The craze for internet spread-betting that has swept through City trading floors and the suburban housing market has finally gripped me; for three weeks I’ve been a slave to gambling websites. Up nights, tapping away…. Actually, it’s one website — Politicalbetting.com — which is not exactly a gambling site, more an online tipping service. And I’m not looking to bet, I’m looking for David Cameron.
I know, I know. Call me flighty. Back in May I was all for David Davis as opposition leader for the upcoming and possibly rather grim Brown years. Cameron, 38, was — well, a bit young. (What was I thinking? Etonians are made men at 18.) But on 9 June his rather appealingly 18th-century face was posted on the site alongside: ‘Can the Tories choose a toff? Does being an Old Etonian still disqualify you from being Tory leader?’ The accompanying post noted that this country’s last Etonian prime minister (out of 19 OEs) was Sir Alec Douglas-Home. Forty years ago, at the time when leaders were not voted in but simply ‘emerged’.

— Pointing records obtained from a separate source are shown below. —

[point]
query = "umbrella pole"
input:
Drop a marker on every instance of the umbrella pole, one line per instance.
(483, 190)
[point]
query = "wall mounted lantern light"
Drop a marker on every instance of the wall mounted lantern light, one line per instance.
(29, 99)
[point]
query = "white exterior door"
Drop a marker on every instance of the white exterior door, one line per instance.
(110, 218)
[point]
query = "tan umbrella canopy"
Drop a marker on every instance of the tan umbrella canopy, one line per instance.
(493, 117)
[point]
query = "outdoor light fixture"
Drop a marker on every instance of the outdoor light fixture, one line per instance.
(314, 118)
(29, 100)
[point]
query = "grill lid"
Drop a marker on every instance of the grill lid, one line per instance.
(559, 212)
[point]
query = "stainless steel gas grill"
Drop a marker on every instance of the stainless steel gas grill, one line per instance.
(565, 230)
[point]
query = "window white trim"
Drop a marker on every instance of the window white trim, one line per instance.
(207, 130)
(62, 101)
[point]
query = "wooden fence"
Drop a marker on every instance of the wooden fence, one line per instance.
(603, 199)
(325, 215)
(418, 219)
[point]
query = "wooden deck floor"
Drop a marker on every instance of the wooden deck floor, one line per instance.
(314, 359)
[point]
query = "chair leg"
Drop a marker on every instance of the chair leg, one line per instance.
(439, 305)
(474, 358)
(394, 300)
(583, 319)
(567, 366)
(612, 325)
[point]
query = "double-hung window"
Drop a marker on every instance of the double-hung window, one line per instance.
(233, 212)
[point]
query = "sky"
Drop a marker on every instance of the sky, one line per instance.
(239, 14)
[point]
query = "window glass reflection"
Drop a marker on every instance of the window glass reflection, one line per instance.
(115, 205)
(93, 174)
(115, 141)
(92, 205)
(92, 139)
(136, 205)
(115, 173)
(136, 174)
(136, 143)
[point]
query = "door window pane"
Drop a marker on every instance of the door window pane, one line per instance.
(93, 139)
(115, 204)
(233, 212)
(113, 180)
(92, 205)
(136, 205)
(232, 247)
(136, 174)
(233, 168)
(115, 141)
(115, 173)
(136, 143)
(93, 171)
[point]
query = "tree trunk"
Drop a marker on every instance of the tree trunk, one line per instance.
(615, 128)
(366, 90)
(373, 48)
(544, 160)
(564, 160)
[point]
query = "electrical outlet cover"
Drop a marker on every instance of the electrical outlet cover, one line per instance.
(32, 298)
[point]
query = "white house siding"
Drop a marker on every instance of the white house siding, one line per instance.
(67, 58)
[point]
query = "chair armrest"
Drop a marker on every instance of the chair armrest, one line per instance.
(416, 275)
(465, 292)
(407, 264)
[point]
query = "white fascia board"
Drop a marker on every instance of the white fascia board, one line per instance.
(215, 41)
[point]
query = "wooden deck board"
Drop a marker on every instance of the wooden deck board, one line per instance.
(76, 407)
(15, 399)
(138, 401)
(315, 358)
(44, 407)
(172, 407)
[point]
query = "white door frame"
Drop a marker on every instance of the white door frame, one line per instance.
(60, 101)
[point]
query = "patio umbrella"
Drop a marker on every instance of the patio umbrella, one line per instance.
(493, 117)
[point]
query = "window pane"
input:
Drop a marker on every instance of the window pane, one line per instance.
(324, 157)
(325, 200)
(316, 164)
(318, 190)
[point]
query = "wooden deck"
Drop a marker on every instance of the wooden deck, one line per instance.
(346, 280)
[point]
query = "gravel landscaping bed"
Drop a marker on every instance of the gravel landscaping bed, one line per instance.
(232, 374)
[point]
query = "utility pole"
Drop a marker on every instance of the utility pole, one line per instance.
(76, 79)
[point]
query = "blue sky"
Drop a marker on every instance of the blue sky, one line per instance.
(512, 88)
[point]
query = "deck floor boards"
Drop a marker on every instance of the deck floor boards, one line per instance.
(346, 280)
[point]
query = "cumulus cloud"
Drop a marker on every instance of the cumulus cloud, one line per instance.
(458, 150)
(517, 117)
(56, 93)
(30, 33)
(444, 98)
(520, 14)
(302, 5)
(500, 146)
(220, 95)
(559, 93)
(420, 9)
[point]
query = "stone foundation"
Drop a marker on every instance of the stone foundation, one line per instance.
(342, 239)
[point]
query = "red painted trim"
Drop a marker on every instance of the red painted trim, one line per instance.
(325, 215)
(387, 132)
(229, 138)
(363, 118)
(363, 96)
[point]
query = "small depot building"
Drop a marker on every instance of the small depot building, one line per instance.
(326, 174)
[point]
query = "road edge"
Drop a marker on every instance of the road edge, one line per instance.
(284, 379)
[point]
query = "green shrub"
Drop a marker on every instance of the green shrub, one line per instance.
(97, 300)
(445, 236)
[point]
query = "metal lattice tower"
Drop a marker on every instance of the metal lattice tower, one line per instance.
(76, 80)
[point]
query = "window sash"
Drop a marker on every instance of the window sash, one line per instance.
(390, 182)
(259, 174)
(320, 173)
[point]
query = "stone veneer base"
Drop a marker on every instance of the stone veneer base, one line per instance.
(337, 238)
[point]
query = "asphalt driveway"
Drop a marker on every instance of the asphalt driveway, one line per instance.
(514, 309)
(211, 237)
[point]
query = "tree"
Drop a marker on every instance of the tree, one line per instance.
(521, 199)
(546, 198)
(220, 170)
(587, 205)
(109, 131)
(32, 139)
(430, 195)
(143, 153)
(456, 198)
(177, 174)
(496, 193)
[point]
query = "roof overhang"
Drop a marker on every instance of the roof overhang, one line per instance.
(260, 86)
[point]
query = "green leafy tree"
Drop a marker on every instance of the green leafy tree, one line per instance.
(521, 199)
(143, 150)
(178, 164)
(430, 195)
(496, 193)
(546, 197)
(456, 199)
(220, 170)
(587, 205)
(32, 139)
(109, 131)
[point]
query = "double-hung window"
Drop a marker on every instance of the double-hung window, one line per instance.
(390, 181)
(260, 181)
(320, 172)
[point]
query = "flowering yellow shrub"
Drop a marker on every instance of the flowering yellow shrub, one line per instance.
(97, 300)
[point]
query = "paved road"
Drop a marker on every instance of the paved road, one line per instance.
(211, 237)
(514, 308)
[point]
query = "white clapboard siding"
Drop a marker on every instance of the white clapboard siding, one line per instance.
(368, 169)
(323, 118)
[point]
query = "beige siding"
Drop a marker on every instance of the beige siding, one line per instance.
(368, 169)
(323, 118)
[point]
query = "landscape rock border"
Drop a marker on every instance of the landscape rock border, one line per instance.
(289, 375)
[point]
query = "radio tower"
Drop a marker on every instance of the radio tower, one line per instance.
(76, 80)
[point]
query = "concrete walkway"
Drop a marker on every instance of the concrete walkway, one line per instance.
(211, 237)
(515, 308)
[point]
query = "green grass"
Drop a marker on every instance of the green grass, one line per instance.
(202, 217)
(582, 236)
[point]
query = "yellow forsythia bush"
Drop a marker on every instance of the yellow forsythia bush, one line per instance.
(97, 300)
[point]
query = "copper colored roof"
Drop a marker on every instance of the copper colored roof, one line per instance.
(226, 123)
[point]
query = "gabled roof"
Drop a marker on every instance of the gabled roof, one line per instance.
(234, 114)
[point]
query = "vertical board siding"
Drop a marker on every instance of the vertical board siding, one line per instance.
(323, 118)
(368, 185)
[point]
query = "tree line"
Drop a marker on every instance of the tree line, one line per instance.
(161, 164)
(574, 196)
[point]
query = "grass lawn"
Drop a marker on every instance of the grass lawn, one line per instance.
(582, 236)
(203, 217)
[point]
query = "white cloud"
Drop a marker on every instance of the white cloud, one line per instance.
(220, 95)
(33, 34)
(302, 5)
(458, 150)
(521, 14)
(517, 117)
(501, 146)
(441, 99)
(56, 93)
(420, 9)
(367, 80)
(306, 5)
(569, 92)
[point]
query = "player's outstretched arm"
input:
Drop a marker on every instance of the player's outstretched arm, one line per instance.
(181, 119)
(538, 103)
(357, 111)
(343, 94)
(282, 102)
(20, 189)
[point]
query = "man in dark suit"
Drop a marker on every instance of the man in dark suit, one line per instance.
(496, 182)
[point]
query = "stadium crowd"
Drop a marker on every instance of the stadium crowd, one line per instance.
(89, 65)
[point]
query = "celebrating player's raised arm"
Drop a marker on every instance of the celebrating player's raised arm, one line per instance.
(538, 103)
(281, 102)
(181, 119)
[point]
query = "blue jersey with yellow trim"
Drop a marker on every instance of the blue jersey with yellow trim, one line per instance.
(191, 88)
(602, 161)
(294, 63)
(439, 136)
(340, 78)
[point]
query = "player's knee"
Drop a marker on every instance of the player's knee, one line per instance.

So, there’s Cameron, on my screen in his country-shabby navy jumper, looking inescapably toff-y, and I was curious to see how the punters would respond. Two hundred did vigorously, knowledgeably and politically. (Also coarsely.) The main thrust was a) it’s the parliamentary party that’s worried about supposed toffiness more than voters ever are, b) Cameron ‘looks nicer’ than Davis, and c) the dream ticket — for lots — would be Clarke and Cameron, if only Clarke were younger and Cameron older. They noticed his ‘youth’ but what mutterers call ‘David’s Eton thing’ passed them by.
Let’s deal with the Eton thing right now. Cameron’s name is never mentioned in print without the word ‘Old Etonian’ tagging it.